A slight breeze arose as it began to grow dark. We moved slowly and quietly between the lighted moth traps that were spread around John and Mary’s land. I don’t know how many of us there were – maybe 20 or so – all ages from around 8 to around 80. Most of us did not know each other I think.
From time to time, the stillness of the night was interrupted … the croaking of a toad by the pond… a tawny owl calling in the nearby trees… or a percussive vibration on someone’s bat detector. The stillness deepened as the night slowly grew darker. We watched and listened – sounds of gentle voices and cool running water, as the sky silently filled with stars.
Bats eat tiny insects including moths. They navigate the night sky by making high frequency calls as they fly, then listening to the returning echoes to build up a sonic map of their surroundings. They are also able to sense density (eg. a flying moth), and memorise significant locations (eg. hedges along their flight corridors). I learned that each type of bat emits a signal on a different frequency, and the detectors were able to pick up these signals and interpret them into sounds we could hear as humans. It was fascinating to learn about these about these intelligent little creatures that have been around for millennia.
The moths, attracted by the bright light of the traps, were placed very carefully into plastic containers, so we could inspect them closely before letting them fly away.A young girl announced she could hear a moth vibrating its wings inside its small jar -but I could not, no matter how hard I tried. It wasn’t terribly thrilling to be reminded that as we get older we lose the ability to hear the higher frequencies – especially as I have always considered myself to have acute hearing!
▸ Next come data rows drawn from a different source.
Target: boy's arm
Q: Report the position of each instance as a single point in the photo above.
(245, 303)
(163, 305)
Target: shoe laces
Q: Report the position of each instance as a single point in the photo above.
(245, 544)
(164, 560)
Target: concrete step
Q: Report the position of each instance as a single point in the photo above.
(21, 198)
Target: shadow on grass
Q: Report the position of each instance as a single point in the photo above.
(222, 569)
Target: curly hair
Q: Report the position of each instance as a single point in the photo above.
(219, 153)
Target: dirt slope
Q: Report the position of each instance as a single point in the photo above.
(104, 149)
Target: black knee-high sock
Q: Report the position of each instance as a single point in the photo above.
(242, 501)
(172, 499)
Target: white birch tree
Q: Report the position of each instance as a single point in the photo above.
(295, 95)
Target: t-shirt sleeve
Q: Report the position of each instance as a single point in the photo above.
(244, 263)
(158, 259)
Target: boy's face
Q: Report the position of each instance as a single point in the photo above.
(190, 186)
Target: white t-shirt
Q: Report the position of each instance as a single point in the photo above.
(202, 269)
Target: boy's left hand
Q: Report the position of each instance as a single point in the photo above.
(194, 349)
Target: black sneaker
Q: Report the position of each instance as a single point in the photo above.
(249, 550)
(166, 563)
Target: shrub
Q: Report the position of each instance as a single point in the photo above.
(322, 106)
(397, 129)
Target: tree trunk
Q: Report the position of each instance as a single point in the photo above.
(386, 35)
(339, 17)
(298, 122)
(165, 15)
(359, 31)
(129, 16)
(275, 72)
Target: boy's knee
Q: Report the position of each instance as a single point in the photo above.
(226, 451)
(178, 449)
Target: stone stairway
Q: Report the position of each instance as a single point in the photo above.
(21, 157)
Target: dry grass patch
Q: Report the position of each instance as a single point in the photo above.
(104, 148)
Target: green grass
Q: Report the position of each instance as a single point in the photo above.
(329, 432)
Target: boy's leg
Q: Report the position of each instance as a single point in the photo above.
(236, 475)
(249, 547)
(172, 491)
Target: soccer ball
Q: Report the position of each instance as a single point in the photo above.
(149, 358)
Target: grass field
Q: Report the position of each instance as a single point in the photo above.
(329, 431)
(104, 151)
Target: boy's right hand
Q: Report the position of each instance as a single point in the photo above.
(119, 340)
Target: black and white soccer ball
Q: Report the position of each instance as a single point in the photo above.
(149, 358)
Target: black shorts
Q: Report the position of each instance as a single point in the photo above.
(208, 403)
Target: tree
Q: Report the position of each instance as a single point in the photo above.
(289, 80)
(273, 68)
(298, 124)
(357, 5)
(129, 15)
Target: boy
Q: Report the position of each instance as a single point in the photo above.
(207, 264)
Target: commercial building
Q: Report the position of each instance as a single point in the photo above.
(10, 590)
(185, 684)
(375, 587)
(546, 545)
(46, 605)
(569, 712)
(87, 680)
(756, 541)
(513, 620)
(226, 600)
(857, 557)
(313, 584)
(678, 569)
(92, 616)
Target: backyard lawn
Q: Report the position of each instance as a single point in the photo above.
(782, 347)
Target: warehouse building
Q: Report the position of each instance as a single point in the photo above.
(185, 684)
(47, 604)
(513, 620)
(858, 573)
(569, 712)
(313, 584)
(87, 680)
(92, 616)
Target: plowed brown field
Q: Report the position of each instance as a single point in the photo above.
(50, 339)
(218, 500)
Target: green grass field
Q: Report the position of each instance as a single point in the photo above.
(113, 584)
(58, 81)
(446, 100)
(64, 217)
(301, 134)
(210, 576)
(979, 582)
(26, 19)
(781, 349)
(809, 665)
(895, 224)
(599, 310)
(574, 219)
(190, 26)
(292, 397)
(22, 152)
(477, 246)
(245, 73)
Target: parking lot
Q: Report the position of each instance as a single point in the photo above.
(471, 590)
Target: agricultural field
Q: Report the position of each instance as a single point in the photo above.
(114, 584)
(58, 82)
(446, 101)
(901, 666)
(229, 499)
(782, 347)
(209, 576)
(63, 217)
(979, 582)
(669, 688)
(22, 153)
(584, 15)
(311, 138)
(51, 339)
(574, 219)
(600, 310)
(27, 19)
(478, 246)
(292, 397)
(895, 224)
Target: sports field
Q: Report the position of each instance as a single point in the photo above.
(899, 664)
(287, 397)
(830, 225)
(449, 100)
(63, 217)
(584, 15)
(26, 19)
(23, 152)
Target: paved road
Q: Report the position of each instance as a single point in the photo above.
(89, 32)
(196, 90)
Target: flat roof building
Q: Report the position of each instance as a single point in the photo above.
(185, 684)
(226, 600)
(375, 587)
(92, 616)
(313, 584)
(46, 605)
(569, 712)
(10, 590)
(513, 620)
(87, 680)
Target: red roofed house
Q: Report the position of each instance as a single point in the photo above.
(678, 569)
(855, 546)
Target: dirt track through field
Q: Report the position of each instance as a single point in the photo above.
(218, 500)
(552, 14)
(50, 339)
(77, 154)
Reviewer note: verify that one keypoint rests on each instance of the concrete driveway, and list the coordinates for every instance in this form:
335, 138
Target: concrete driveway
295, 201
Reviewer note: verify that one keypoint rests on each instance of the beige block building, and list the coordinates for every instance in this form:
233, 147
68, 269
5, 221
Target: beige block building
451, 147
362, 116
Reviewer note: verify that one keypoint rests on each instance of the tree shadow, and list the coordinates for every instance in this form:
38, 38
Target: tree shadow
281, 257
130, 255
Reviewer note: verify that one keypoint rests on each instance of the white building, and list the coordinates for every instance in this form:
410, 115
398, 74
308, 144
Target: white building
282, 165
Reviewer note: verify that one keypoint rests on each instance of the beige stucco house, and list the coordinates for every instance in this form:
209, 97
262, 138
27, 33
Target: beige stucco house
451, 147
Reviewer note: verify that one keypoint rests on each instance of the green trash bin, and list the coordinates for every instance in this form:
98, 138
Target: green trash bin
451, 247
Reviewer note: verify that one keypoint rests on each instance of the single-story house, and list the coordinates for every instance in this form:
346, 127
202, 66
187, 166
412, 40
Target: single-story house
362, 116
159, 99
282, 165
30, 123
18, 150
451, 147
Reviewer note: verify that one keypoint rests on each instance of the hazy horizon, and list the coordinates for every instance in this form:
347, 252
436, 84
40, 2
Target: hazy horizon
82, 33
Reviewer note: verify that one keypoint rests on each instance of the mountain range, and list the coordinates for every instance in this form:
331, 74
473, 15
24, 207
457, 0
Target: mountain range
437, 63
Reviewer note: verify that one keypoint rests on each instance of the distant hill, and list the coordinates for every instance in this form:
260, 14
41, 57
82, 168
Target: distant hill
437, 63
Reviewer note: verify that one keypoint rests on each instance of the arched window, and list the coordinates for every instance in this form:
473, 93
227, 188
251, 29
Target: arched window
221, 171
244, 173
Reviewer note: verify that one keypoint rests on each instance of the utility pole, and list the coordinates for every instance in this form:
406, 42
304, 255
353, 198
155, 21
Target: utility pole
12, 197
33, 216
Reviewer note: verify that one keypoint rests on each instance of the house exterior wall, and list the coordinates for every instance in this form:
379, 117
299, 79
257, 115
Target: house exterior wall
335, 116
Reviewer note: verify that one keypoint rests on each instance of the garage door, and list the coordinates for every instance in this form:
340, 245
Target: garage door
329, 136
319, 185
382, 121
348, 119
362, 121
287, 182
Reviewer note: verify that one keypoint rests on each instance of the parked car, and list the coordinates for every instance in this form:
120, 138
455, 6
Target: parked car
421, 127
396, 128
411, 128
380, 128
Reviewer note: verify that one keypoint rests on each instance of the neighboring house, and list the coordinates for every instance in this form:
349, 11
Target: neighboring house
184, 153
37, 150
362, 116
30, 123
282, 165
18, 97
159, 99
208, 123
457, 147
‘All locked within our own senses’, I heard someone say later on – which conjured up a picture in my head of a myriad species on our bright and humming planet, all with different interrelated and interdependent skill sets – and all emitting signals like a sort of great multi-dimensional symphony.
As the night wore on, the traps became busier, teeming with moth life, and the odd fly or other insect. We peered intently at the exquisite colours and intricate patterns on tiny wings – admiring the beauty of these small creatures and savouring the moth names that floated in the air as we moved between the traps:
Large Yellow Underwing, Rosy Rustic, Drinker, Silver Y, Ruby Tiger, Carpet, Iron Prominent, Brimstone…
Scanning the dark sky I saw flitting shapes of bats, and as my eyes drifted upwards to the stars I felt the motion of the whole universe.
Afterwards we sat outside the kitchen by candlelight, with big mugs of tea. Some of us pored over moth books. Others of us discussed the virtues of different sorts of tea, and the best sort of biscuits to go with them.
A wonderful night out, learning so much so effortlessly out of doors with real experts.
And I have just found out that 2012 is the UN Year of the Bat! Find info on the Bat Conservation Trust‘s website:
John and Mary Breeds hosted our event for Barnstaple and District Local Group of the Devon Wildlife Trust, who will be starting their Winter Programme of talks on Sept 14th. Information can be found on http://www.devonwildlifetrust.org/barnstaple-local-group/
Lastly, by popular vote, the best biscuits to have with a big cuppa tea are ‘Digestives’!